Like most D&D things, the real fun comes when you remove them from their original context and start asking questions.

THE MIKE & CARLY STORY, WITHOUT THE GOSSIP

This is an enormously fun story to read aloud, and it’s been my go-to for public events ever since it was first published in the late, lamented Shimmer magazine.

I wrote it to experiment with the narrative voice and the power of a narrator who both speaks directly to the reader and engages in editorialising as the story progresses. It’s a friendly kind of story, and it makes me happy every time I come across it.

A WHITE CROSS BESIDE A LONELY ROAD

I wrote the first draft while attending Clarion South back in 2007, trying my hand a ghost story. It was a step outside my comfort zone, and the feedback was generally positive, but suggested it needed something more—an edge that made it stand out, or a bit more depth to the story. It didn’t feel like anything else I’d written across the six week’s we spent together and didn’t fit with a lot of the other stuff I’d written around that time.

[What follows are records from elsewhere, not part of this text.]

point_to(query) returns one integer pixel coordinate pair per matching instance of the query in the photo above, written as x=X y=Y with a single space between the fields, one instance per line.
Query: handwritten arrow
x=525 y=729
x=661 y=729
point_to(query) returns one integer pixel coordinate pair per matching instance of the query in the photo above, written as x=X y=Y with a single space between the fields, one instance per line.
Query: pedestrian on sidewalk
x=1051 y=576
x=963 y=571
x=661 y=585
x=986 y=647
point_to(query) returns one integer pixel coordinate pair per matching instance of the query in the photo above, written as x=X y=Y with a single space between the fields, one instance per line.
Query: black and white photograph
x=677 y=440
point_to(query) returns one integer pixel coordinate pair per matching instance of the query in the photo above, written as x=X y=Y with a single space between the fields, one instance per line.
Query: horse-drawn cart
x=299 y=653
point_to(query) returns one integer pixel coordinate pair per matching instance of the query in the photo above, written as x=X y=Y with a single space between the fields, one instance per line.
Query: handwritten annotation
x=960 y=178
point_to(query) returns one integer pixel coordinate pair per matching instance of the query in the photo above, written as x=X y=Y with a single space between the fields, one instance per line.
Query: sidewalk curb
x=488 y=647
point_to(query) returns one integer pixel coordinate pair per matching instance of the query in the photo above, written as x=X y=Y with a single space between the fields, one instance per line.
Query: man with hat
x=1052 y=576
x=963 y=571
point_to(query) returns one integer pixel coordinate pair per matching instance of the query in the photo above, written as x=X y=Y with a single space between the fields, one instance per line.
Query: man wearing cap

I wrote the final draft nearly a decade later, while taking Neil Gaiman’s online Masterclass and experimenting with the exercises he used to refine an idea and develop it. I’m not sure why I chose to revisit A White Cross Beside A Lonely Road, but I expect it’s because it’s a story that had given me trouble for so long.

It caught me by surprise when I opened a fresh page of my notebook and started working on it again, because the process unearthed a bunch of things about Alex and Brendan that had never quite appeared on the page before and showed me who they really were.

This may be a ghost story, but it’s not really about the ghost—what interested me is the way people get haunted by the expectations of others and judge their life by those standards.

RULE 34

Written for Heather Wood’s Gods, Memes, & Monsters: a 21st Century Bestiary about magical and mythological creatures in the present day.

At the time I was teaching workshops about using the internet as a writer, talking aspiring writers through the things they could be learning from things like fanfic and online publishing, and I’d frequently get reminders of just how accurate Rule 34 of the internet truly is: if you can imagine it, there is porn based on it.

And mythology already had a race of creatures known for wish fulfilment…

LOCAL HEROES

A story that exists because of my deep, affirming love of professional wrestling, which truly is more absurd and wonderful than most folks give it credit for. Every time folks try to explain that wrestling is fake, I point out the number of shows I’ve enjoyed featuring wrestling demons, wrestling vampires, wrestling bees, wrestling wizards, wrestling wombats, and imaginary hand grenades.

If you assume people watch pro-wrestling like it’s real, you’re obviously not paying attention.

I wrote a short, truncated version of this story as part of the first, serialised incarnation of Keith Murphy’s adventures. This expanded version emerged as a bonus story for Apocalypse Ink’s hardcover omnibus of the Keith Murphy novellas, Flotsam, representing a first glimpse at what Keith would be up to after the fight to prevent Ragnarök.